Poucos professores referem a existência de mudanças nas relações ao longo de um ano, mas estas quando existem são positivas e sobretudo reportadas aos pais, como se na análise do seu papel e das suas atitudes na relação, reservassem para si um papel de neutralidade e de imparcialidade.
Por tudo isto, ficou implícita uma ideia negativa dos pais e das formas como colaboram ou participam.
Contudo, se por um lado poucos apresentam dificuldades da sua própria parte, por outro lado, em maior número, reconhecem que a formação e a prática na área das relações escola- família seriam recursos que contribuiriam para uma melhoria das relações.

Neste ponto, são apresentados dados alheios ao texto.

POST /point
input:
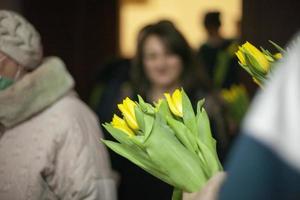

Informar os pais salienta-se quer nas funções dos contactos individuais quer nos objectivos das reuniões de pais. Do mesmo modo, as responsabilidades para com os pais são predominantemente informar os pais, e só depois colaborar, deixando a hipótese de que os
professores percepcionam uma separação de contextos e funções e nesse sentido informar sobrepõe-se a colaborar.
Pretende-se averiguar e clarificar a quem é atribuída a responsabilidade pelas relações e pelas mudanças dessas relações. No fundo, qual a implicação de uns e outros na gestão do binómio pais-professores.